The short point being that the growth outlook remains uncertain. Should the MPC judge that these uncertainties have risen and the negative output gap may widen, it could surprise the market with a rate cut.
Inflation Subdued, But Rising
The inflation picture is almost as unclear.
Headline retail inflation is rising gradually but remains, at least for now, below the RBI’s projected range of 4.2-4.6 percent for the second half of the year. In October, consumer price inflation was at 3.6 percent. Just like the growth picture, there is a distinction between headline inflation and core inflation. In this case, while headline inflation remains subdued, core inflation is holding at close to 4.5 percent.
There are also risks on the horizon. The most notable one being higher commodity prices. Brent crude prices are holding at above $60 per barrel and, in conversations, commodity analysts don’t rule out a rise towards $70 per barrel if supply disruptions emerge. Other input prices have also been on the rise.
In addition, there is the risk of fiscal slippage to contend with. In a heavily debated forecast, the RBI at the time of the last policy had said that a 50 basis point expansion in fiscal deficit in FY18 could push inflation higher by 25 basis points above the baseline scenario.
Could all these risks push inflation further away from the mid-point of the inflation target of 4 percent (+/- 2 percent) if not this year, then the next? That’s a question that the MPC will spend considerable time debating before it makes its decision.
Liquidity Tightening, But Management Is Key
While any change in the MPC’s stance on growth and inflation will be closely watched, the bond market may move more immediately on the RBI’s stance on liquidity.
Over the past few months, banking sector liquidity has tightened considerably.
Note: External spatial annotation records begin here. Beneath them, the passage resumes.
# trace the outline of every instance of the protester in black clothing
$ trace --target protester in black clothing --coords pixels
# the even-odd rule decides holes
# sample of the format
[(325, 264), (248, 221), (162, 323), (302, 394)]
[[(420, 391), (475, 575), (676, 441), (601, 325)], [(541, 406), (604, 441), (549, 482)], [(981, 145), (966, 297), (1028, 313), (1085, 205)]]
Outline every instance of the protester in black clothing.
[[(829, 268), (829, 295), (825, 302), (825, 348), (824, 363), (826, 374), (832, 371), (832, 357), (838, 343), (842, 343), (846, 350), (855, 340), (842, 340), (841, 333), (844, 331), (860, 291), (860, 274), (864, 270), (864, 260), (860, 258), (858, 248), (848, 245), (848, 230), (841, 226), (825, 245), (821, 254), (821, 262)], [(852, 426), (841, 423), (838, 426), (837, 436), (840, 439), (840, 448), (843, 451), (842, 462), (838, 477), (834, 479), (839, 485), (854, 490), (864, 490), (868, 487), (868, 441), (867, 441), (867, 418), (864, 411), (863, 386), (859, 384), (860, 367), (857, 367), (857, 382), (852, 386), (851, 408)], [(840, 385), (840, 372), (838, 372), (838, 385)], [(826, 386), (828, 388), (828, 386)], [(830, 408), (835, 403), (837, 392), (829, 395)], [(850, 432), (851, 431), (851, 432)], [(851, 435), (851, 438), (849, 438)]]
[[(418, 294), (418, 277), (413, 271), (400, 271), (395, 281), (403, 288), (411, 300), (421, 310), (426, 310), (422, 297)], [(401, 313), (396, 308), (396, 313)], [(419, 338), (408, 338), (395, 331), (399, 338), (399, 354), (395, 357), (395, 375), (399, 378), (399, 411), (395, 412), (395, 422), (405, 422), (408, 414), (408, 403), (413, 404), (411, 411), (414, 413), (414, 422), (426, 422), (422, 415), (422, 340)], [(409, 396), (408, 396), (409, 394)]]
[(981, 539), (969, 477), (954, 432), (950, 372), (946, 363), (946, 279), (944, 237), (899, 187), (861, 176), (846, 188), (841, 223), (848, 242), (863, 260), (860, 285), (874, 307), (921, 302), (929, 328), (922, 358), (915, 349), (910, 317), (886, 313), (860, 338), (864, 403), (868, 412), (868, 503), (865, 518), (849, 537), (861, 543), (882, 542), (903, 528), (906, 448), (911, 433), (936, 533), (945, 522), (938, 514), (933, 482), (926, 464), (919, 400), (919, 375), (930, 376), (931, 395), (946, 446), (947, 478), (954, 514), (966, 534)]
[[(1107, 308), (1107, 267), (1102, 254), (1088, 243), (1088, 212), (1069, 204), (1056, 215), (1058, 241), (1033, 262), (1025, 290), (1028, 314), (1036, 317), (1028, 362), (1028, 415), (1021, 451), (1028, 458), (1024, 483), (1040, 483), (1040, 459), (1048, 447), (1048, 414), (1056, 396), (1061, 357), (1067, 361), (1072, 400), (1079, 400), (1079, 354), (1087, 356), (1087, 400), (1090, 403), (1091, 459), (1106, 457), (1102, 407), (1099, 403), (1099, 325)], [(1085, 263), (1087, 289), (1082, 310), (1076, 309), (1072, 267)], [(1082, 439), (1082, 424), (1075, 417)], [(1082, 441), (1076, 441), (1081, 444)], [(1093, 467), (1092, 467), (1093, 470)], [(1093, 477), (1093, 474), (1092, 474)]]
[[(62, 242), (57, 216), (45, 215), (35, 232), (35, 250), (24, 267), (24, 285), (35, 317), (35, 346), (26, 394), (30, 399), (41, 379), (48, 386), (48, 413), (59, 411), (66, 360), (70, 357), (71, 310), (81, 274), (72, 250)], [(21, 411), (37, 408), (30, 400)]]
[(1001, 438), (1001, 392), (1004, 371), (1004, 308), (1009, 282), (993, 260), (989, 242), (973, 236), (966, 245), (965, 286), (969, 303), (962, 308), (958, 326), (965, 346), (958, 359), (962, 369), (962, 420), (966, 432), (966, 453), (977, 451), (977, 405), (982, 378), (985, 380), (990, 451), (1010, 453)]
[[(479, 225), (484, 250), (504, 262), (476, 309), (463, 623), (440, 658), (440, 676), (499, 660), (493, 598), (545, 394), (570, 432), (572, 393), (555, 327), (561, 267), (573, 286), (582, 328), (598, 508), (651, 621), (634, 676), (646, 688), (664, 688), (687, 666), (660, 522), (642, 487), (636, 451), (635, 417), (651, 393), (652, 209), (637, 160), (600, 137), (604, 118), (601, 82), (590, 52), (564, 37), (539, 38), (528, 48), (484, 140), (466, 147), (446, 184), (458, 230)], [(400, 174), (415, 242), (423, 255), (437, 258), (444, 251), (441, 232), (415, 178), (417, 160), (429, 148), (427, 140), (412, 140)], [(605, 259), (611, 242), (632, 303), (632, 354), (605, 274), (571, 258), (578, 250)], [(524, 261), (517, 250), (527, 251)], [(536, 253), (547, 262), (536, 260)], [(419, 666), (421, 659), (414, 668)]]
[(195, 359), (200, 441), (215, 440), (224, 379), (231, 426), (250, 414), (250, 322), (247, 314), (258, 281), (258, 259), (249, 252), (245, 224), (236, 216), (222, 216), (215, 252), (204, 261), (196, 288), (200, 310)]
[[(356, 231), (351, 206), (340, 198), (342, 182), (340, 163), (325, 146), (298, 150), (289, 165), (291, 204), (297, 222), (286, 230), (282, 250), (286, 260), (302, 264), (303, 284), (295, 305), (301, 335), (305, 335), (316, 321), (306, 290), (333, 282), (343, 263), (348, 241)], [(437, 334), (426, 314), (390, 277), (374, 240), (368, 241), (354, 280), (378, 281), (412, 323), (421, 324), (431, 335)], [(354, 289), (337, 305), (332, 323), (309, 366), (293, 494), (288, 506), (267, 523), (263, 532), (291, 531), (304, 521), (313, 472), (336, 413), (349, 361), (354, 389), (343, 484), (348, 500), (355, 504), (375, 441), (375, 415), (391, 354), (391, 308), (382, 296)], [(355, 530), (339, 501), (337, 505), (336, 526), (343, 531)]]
There is still surplus cash but the excess liquidity that flooded the system post demonetisation has all but dried-up. Tightening liquidity has come with concerns over a heavy supply of government bonds.
Until recently, the RBI was continuing with open market bond sales to suck out surplus liquidity. It cancelled one such sale on Nov. 17 to calm the bond market when yields rose back to 7 percent despite an upgrade in India’s sovereign rating, which should have pushed rates lower in the market. While the cancellation of the bond sale calmed nerves for a few days, the benchmark 10-year yield is now back above 7 percent. The fear is that the supply of state and central government bonds will remain heavy in the January-March quarter. The bond market is also expecting the government to increase its borrowings for the year due to a shortfall in revenue collections following the implementation of GST.
The result has been that the 10-year bond yield has risen by 40 basis points since the start of October. Besides, the spread between the repo rate and the 10-year bond yield is now more than 100 basis points. Bond traders say the RBI is not thrilled with this rise in yields and has been speaking to traders to understand the reason for the market’s bearishness.
Against this backdrop, the RBI may try to calm markets by giving an indication that it does not plan to resume open market bond sales and intends to ensure comfortable liquidity conditions. Should it do this, rates (in the market) may fall even if policy rates don’t.